Historical:Millersville Limestone Member
M. E. Hopkins and J. A. Simon
The Millersville Limestone Member of the Bond Formation (Taylor and Cady, 1944, p. 22), the top of which defines the top of the formation in central and southern Illinois, is named for Millersville, Christian County.
The type locality consists of exposures near the village (SE NE 28 and NW NW 31, 12N-1W) (Payne and Cady, 1944, p.12-13).
East of the La Salle Anticlinal Belt, the Livingston Limestone is correlated with the Millersville, as is the Argentine Limestone Member of Missouri.
Extent and Thickness
In the type area the Millersville is 50 feet thick and is divided into two or three benches by shale partings as much as 2-3 feet thick. It is the thickest limestone in the Pennsylvanian System in Illinois. In southern Fayette, Effingham, and Jasper Counties and farther south it is not well developed, although thin limestones in that area are considered as correlatives of part of the Millersville.
The limestone is light gray and fine grained. The Millersville has been extensively quarried in central Illinois.
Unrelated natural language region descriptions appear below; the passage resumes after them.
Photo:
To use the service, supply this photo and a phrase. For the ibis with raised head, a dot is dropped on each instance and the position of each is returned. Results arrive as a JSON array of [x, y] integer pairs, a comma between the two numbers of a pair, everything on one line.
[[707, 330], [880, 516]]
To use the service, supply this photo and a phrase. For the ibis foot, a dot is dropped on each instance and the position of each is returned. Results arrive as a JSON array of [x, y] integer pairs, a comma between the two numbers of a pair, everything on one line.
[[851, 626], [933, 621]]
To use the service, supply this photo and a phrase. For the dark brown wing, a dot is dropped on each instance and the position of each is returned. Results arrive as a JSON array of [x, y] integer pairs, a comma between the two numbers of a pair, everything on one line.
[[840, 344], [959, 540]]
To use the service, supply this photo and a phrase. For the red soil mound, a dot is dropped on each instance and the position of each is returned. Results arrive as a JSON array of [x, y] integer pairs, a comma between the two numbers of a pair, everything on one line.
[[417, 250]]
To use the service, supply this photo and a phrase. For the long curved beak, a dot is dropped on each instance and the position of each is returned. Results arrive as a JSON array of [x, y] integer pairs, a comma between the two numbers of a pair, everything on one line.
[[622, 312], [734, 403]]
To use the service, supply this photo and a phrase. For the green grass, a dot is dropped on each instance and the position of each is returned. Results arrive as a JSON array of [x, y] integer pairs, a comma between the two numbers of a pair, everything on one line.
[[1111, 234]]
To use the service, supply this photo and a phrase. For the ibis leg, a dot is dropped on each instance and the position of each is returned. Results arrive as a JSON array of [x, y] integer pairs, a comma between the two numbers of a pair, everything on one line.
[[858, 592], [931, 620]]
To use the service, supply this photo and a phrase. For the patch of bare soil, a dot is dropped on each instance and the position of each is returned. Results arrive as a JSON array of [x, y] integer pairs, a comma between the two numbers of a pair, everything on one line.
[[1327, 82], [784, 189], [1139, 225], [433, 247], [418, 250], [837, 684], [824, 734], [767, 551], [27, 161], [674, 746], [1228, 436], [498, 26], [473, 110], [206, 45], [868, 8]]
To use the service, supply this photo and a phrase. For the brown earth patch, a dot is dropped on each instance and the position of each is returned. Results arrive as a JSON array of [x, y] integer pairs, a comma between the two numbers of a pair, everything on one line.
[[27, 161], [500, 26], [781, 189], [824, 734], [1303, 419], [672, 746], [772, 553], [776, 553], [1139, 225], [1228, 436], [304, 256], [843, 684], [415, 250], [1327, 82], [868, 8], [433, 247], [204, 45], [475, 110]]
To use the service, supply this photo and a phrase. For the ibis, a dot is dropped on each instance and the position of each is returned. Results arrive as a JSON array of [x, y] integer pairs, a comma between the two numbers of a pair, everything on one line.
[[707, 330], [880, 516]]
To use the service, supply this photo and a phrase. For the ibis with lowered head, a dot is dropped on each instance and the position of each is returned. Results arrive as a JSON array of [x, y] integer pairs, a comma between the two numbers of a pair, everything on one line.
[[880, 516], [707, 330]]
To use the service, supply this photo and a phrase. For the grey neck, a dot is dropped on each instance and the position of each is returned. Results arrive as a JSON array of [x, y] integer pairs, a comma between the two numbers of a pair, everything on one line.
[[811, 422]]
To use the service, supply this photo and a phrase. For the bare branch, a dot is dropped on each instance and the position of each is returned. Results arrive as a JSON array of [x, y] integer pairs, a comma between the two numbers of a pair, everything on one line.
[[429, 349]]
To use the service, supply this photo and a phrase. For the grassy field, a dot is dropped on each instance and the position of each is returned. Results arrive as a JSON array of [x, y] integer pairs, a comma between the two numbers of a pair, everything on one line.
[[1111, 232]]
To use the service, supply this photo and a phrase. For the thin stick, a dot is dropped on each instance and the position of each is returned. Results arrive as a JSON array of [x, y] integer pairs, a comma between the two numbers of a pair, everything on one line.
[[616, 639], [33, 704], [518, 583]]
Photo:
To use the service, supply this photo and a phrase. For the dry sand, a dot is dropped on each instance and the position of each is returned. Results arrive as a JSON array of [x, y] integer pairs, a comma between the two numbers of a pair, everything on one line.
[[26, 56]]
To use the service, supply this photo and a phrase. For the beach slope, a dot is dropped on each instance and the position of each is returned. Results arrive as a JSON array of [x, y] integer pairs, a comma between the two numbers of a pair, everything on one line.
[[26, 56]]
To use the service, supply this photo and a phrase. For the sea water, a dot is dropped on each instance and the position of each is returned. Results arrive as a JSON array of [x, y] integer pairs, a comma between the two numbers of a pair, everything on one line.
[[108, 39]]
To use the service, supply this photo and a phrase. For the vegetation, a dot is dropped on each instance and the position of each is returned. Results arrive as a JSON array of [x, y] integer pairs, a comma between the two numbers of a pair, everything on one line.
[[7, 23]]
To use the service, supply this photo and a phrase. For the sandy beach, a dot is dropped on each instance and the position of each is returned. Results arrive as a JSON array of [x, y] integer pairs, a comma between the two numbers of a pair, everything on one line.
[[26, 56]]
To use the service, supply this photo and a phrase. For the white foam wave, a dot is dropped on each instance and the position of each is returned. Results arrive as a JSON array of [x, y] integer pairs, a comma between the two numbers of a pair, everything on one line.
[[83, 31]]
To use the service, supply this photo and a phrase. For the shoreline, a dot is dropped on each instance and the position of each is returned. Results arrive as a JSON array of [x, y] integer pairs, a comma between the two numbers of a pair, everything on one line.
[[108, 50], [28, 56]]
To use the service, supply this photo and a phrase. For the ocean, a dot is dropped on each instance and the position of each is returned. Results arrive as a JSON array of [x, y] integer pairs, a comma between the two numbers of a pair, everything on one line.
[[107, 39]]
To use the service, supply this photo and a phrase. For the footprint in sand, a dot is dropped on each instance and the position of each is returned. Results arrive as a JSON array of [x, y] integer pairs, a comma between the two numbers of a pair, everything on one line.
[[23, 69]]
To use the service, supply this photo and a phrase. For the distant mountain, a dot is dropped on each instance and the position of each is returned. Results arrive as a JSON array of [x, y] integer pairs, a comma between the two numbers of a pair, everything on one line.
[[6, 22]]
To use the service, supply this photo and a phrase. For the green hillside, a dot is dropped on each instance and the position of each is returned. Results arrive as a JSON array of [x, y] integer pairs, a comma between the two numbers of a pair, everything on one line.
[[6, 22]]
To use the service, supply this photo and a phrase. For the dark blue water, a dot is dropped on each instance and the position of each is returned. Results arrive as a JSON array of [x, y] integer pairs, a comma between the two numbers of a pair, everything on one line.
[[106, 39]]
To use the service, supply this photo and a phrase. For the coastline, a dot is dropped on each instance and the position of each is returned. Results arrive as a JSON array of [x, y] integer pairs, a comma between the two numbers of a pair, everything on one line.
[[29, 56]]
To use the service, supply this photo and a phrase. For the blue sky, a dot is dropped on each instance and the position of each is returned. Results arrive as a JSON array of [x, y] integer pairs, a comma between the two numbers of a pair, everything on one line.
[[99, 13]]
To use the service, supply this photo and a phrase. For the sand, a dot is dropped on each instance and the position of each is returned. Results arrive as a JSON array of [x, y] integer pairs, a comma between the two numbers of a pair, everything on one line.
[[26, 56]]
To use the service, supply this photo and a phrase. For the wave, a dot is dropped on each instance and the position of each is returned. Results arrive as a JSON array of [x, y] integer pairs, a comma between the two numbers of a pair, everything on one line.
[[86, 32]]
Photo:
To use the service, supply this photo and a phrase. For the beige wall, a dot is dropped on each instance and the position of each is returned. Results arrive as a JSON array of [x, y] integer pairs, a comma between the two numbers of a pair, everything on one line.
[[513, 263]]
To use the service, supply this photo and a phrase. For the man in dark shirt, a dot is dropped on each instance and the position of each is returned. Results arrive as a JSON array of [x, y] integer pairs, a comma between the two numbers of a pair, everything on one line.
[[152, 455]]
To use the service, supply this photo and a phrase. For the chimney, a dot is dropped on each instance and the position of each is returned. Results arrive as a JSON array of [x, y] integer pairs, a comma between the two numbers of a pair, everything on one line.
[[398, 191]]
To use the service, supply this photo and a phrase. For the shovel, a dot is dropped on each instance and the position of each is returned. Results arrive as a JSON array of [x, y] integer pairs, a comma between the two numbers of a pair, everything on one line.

The Millersville contains a diversified open-marine fauna.
PAYNE, J. N., and G. H. CADY, 1944, Structure of Herrin (No. 6) coal bed in Christian and Montgomery Counties and adjacent parts of Fayette. Macon, Sangamon, and Shelby Counties: Illinois State Geological Survey Circular 105, 57 p.
TAYLOR, E. F., and G. H. CADY, 1944, Structure of the Millersville Limestone in the north part of the Illinois Basin: Illinois State Geological Survey Report of Investigations 93, p. 22-26.